Extracting company names from news using AWS Comprehend

#aws #machinelearning #datascience #python

Many business use cases, such as competitor research, finding new customers or partners require a list of companies, that are operating in a particular field.

In my case, I needed a list of startups and investors, that work in clean tech. I decided to do this work in Sagemaker notebook, as it is a good environment for data science work, and allows easy access to all AWS resources.

AWS Comprehend, which I've used to extract the companies, is an out of the box Natural Language Processing service, that allows to perform Named Entity Recognition, text classification and topic modelling.

1. Setting IAM role permissions

AWS controls access to its services, using IAM roles. To use AWS Comprehend in a Sagemaker, we need to assign an access to this service to our role.

We could get a current role from a Sagemaker session.

sagemaker_session = sagemaker.Session()
role = sagemaker.get_execution_role()

Once we know, what role is used, we can attach AWS Comprehend permissions to it.

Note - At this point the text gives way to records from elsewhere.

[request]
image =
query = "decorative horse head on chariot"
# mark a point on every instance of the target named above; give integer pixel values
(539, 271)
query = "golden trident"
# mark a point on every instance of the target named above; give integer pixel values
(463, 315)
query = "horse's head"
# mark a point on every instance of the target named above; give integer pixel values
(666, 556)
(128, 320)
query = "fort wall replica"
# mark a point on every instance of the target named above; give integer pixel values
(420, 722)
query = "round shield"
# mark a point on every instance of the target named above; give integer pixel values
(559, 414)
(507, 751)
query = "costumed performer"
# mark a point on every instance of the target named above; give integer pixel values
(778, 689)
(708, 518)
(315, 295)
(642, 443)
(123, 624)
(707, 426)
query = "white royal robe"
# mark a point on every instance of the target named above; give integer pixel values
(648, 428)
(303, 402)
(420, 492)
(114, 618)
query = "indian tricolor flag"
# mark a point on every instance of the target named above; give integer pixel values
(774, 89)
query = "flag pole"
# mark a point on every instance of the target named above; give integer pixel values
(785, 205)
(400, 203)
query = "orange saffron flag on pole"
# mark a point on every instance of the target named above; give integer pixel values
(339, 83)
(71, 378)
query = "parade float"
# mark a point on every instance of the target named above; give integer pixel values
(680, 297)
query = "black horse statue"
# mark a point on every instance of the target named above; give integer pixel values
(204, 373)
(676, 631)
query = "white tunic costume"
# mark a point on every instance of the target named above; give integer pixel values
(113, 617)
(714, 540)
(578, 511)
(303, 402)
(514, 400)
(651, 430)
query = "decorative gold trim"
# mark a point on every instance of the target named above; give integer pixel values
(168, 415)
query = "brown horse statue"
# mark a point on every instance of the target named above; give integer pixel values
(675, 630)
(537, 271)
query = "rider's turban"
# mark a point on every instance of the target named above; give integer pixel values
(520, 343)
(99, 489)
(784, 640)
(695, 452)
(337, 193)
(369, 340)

2. Fetching data from S3 bucket

For this analysis we need just a few libraries, such as boto3, sagemaker, pandas and seaborn.

import boto3
import pandas as pd
import sagemaker

from tqdm.notebook import tqdm
tqdm.pandas()

import seaborn as sns
sns.set_theme(style="whitegrid")

The source data for analysis are TechCrunch articles from 2012 to 2021, filtered by clean tech category with machine learning. Let's fetch the data from s3 bucket. We are particularly interested in clean_text field, which contains a cleaned body of the article.

# Load the dataset
s3 = boto3.client('s3')
obj = s3.get_object(Bucket = 'mysustinero',Key = 'cleantechs_predicted.csv')

techcrunch_data = pd.read_csv(obj['Body'])

3. Running AWS Comprehend and investigating the response

Let's run AWS Comprehend for a single article and investigate the result.

# launch comprehend client 
client = boto3.client('comprehend')

response = client.batch_detect_entities(
    TextList=[
       techcrunch_data['clean_text'][819],
    ],
    LanguageCode='en'
)

Response is a JSON object, which contains extracted entities with the accuracy and offsets. There are a number of entities available, including ORGANIZATION, EVENT, PERSON and LOCATION.

response['ResultList'][0]['Entities']

4. Applying entity extraction to the whole dataset

Once I understood the structure of the response, it was pretty easy to write a function that extracts a list of companies from the text.

def get_organizations(text):
    response = client.batch_detect_entities(TextList=[text[0:4900]],LanguageCode='en')
    # getting all entities
    data = response['ResultList'][0]['Entities']

    # get all dictionaries that contain orgs
    orgs = [d for d in data if d['Type'] == 'ORGANIZATION']

    # extract unique orgs, using set comprehension
    unique_orgs = {d['Text'] for d in orgs}

    return unique_orgs

Then it's time to apply it to the whole dataset.

df['orgs_list'] = df['clean_text'].progress_apply(get_organizations)

To normalise a dataset, so there is a link between article url and company name, I use pandas explode() function.

# reshape a dataset
result_final = result.explode('orgs_list')

Let's calculate how many unique companies we extracted using this method.

orgs = result_final['orgs_list'].unique()
len(orgs)
# 5507

5. Analyse what Clean Tech companies Techcrunch writes about

After extracting company names, we could run different kinds of analysis. I wanted to extract data what companies in this field TechCrunch writes most about.

#calculate companies mentioned
dff = result_final.groupby(['orgs_list']).size().reset_index()
dff = dff.rename(columns= {0: 'count', 'orgs': 'company'})

# Generating most popular cleantech companies
dff_chart=dff[dff['count']>15]
categories_chart = sns.barplot(
    y="company", 
    x="count", 
    data= dff_chart, 
    order=dff_chart
    .sort_values('count', ascending=False).company).set(title='Most Mentioned Companies in TechCrunch CleanTech articles')

We see that Tesla mentioned quite a lot of time in articles about clean tech amongst other companies. Interestingly Monsanto is also mentioned quite a lot, probably in a comparison to clean tech start ups.

Using AWS Comprehend allowed me to quickly generate a list of companies in clean tech ecosystem. This saves a lot of time versus a traditional method, when such datasets are created manually by an analyst.

As the list is generated by machine learning there are bound to be mistakes, and companies not in clean tech area, that are just mentioned in the articles. However, quality checking a generated list is still much more simple and fast.